Cell Stimulation and Lysis:
- Starve the cells in serum-free SILAC media to synchronize their growth and lower basal tyrosine phosphorylation levels.
- Cluster the ligand by incubating ephrinB1-Fc and anti-human Fc, then add to the cells for stimulation.
- Wash the cells with cold PBS, lyse them with ice-cold lysis buffer, and centrifuge to collect the lysates.
- Mix equal amounts of light and heavy lysates for downstream analysis.
Anti-pTyr IP and SDS-PAGE:
- Pre-clear the lysates and perform immunoprecipitation with agarose-conjugated anti-phosphotyrosine antibody PY99.
- Wash the beads to remove non-specifically bound proteins and elute the precipitated proteins using elution buffer.
- Neutralize the eluate, concentrate it, and load onto a precast gel for SDS-PAGE analysis.
In-Gel Digestion:
- Cut the gel bands into small pieces and destain them with ammonium bicarbonate/acetonitrile solution.

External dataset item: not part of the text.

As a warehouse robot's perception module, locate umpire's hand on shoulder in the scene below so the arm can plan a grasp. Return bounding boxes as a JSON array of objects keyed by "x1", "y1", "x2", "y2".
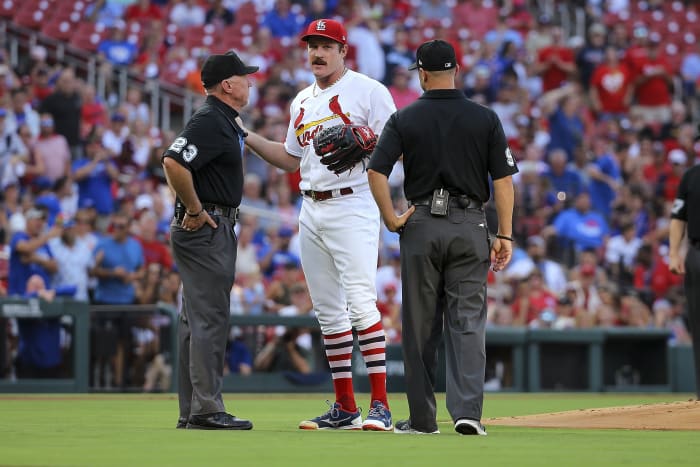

- Rehydrate the gel pieces with trypsin solution and incubate overnight for digestion.
- Extract the peptides from the gel pieces, concentrate them, and reconstitute them for subsequent LC-MS analysis.
Reference
- Zhang, Guoan, and Thomas A. Neubert. "Use of stable isotope labeling by amino acids in cell culture (SILAC) for phosphotyrosine protein identification and quantitation." Phospho-Proteomics: Methods and Protocols (2009): 79-92.